On top of that, as mentioned already above, vaccination cannot guarantee to protect the animals from all Marek's disease field viruses. The virus—as all Herpes viruses—is capable of finding ways to escape the immune response induced by the vaccines. Therefore, rapid adaptation of vaccines to the field situation would be needed. Currently, this is done by isolation of field isolates (such as HVT or Rispens) and/or further attenuation in vitro. The isolation itself is causing tremendous problems because of the difficulties of getting the cell-associated infectious virus out of chickens and infecting cells in cell culture. The attenuation steps that would follow are very laborious and time consuming, especially since plaque purification is extremely difficult, which is again due to the cell-associated nature of the virus.

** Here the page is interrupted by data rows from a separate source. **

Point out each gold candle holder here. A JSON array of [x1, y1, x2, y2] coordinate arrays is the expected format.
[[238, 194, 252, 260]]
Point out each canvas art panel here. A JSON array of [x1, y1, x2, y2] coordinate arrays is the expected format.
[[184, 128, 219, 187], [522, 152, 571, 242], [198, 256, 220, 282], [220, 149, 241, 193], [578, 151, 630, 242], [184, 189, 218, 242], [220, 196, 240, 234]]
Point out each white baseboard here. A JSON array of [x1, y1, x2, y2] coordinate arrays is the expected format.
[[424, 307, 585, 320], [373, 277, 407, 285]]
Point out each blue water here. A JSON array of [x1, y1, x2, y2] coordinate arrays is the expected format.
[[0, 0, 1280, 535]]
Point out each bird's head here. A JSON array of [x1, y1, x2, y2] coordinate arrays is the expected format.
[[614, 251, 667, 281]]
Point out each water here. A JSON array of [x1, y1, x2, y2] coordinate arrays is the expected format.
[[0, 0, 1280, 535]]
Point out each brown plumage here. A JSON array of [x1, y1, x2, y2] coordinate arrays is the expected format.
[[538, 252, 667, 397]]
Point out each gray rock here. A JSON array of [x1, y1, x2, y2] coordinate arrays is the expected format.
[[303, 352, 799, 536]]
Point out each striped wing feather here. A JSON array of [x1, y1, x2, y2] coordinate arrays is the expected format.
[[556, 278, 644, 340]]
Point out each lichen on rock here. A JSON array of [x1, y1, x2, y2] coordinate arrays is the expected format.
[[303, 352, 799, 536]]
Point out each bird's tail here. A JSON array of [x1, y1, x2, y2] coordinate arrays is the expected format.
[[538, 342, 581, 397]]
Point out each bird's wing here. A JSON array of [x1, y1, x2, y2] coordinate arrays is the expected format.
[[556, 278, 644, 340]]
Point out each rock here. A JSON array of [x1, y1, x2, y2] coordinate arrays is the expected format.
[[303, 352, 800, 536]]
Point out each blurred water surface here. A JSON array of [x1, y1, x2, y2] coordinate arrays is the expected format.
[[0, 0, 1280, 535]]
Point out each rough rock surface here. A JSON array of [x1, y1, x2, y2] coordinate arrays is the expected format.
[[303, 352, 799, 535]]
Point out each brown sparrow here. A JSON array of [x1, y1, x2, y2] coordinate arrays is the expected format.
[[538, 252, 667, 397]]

The result from attenuation is normally not defined. As a result of these facts, no vaccines that would provide relief where current HVT- and Rispens-type vaccines fail have entered the market for a long time. In addition, often an over-attenuation occurs during vaccine production since the virus has been passaged for too many times. This further aggravates the low efficacy of the HVT- and Rispens-type vaccines in the field. In short, the following problems constitute a large part of the current impasse in MDV control. There is a low reproducibility of classical vaccine production; one sees over-attenuation of vaccine virus, undefined attenuation of vaccine virus, high production costs, high storage and transport costs, high sensitivity of the vaccine to environmental factors, and a too slow development of new vaccine strains especially for cell associated viruses.
These problems are compounded by the fact that now circulating field viruses give rise to high antibody titers in poultry production stock, whereby these high antibody titers are given through the progeny via maternal antibody in the eggs. The influence of these maternal antibodies during initial infection by current vaccine virus further decreases the current efficacy of vaccination against Marek's disease.